Excerpted from Architects’ Datafile:
What do you think is the most important innovation in sustainability in recent years?
Without doubt, it’s data, and our ability to collect and apply it, including to building design and smart cities. It’s essential to post occupancy evaluation, with sensors and smart meters helping us to understand and better control building and energy use, and also sometimes helping change human behaviour in relation to the environment, particularly with smart meters. Increasingly, smart technologies are making us more efficient and resilient.
What do you say to clients when they ask for a clear definition of sustainability?
I think it is always important to pose the question back to the client, to find out what they mean when they reference sustainability. Do they have a clear commitment to carbon reduction, or are they looking to reduce energy bills? We’re always passionate that commitments to sustainability should eventually lead to other great initiatives, such as wellbeing and health benefits.

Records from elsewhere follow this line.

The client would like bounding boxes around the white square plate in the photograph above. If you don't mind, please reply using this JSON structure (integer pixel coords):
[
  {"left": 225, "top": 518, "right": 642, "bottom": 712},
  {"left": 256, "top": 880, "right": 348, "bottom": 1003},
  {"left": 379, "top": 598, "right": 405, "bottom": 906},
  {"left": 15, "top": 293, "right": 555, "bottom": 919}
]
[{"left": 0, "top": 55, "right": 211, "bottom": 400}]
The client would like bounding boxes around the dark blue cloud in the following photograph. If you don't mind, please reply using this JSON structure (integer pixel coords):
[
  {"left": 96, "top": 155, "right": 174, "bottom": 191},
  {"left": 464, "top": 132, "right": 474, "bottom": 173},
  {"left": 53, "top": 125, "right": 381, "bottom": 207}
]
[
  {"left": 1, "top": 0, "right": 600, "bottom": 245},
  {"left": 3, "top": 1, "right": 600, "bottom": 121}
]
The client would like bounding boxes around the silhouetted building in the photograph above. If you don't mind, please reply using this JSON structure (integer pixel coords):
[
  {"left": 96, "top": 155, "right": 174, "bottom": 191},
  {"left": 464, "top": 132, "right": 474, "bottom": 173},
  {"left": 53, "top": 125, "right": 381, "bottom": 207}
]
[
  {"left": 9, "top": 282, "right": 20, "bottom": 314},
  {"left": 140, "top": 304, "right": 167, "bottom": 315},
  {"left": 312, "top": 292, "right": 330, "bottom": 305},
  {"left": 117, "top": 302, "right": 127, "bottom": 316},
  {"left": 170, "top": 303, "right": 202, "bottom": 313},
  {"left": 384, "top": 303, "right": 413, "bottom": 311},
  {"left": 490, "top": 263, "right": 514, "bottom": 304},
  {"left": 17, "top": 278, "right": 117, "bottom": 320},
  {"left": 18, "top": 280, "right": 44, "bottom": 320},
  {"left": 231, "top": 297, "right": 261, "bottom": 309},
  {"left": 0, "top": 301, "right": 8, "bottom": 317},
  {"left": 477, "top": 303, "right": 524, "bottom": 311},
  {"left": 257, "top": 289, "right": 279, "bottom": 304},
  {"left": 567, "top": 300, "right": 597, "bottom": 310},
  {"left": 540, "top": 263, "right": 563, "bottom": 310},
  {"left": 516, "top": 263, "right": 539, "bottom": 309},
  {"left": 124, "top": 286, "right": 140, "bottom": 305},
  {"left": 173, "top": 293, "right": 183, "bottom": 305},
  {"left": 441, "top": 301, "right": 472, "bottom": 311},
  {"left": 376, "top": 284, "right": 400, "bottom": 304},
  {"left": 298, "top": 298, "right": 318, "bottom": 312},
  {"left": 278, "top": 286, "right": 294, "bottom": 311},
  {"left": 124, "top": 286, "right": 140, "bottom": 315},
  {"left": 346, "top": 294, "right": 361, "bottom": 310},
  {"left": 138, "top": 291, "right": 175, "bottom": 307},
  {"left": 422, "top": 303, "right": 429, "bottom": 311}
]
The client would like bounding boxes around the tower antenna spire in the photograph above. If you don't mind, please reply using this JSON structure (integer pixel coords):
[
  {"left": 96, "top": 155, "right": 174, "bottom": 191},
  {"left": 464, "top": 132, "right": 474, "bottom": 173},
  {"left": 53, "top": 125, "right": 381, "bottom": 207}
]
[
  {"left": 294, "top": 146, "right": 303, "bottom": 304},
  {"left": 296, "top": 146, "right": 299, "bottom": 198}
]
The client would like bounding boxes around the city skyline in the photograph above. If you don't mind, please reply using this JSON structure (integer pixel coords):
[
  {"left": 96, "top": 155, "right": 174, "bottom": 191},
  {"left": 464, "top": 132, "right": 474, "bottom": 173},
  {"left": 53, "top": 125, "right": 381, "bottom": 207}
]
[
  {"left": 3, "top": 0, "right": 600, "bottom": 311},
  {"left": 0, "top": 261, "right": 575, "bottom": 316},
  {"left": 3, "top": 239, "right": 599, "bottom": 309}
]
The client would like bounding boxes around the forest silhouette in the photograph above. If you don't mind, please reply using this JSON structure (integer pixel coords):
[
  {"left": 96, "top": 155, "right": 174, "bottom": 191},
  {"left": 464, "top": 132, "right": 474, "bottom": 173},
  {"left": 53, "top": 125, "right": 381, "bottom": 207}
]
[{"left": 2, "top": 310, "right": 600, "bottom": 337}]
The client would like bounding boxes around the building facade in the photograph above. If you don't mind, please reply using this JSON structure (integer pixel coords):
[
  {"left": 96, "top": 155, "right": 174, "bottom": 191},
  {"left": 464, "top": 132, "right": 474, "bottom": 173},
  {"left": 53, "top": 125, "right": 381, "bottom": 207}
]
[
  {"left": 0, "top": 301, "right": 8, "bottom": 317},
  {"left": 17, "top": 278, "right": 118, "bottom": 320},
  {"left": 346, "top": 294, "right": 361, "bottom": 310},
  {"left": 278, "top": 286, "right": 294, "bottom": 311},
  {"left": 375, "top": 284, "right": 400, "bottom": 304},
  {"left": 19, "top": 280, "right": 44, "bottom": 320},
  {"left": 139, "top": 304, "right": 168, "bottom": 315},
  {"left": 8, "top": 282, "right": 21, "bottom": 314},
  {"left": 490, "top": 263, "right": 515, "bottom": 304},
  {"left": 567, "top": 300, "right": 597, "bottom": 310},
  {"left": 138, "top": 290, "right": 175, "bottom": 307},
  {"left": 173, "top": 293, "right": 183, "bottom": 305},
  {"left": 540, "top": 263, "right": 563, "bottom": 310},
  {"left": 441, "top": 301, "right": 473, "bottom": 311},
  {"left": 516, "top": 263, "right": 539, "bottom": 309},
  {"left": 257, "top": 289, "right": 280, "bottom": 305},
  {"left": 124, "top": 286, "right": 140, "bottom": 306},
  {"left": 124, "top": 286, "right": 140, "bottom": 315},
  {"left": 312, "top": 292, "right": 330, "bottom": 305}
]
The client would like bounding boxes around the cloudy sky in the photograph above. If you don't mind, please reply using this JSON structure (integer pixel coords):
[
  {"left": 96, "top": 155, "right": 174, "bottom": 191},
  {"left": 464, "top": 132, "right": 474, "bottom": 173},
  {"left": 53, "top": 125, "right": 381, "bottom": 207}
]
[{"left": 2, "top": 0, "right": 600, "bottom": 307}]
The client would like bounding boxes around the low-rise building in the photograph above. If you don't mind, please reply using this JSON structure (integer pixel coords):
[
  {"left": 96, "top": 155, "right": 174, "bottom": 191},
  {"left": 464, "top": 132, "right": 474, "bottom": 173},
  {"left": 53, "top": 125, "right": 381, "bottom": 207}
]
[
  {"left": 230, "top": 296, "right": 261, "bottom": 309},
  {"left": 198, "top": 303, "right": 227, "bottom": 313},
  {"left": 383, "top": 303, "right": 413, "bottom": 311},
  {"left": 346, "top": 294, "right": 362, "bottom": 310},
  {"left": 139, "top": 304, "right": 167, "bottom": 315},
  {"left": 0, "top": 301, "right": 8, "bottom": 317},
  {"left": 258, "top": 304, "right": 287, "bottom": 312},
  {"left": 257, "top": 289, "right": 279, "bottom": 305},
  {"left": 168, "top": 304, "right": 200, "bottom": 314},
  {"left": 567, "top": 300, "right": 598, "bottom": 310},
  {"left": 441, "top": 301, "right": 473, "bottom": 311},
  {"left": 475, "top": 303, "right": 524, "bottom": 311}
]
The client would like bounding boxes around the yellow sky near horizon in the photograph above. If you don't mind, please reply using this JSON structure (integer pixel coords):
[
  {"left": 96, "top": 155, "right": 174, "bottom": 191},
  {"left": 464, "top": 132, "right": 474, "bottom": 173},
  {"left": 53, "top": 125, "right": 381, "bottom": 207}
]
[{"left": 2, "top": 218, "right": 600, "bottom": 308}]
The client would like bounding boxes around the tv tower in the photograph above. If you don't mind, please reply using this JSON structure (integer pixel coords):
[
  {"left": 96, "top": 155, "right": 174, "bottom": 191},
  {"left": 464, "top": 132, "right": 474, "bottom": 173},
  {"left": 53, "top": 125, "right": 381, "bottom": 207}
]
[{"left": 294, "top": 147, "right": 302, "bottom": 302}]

What is the hardest part of your job?
There are some fantastic new ideas out here, such as building technologies that open up possibilities to use greenery to design a facade that will also provide a carbon absorption role. However, the challenge is always to champion the ‘outside the box’ thinking against practicalities such as cost, and trying to find a balance. It is however always very rewarding to work with clients that are committed to making a difference in terms of sustainability. I’d also add that finding a work and life balance is also an ongoing challenge, thanks to my two demanding boys who never sleep!
Where do you see the next big change coming in sustainability for architects?
It’s measuring the non-measurable. For example, in designing buildings we need to look at whether occupant happiness or well-being can be a building metric. My Ph.D. focus is also on wellness and building informational modelling, factoring people into the BIM model equation using artificial learning and intelligence. It’s a hugely exciting area for development, in both guiding good design and in important post occupancy metrics.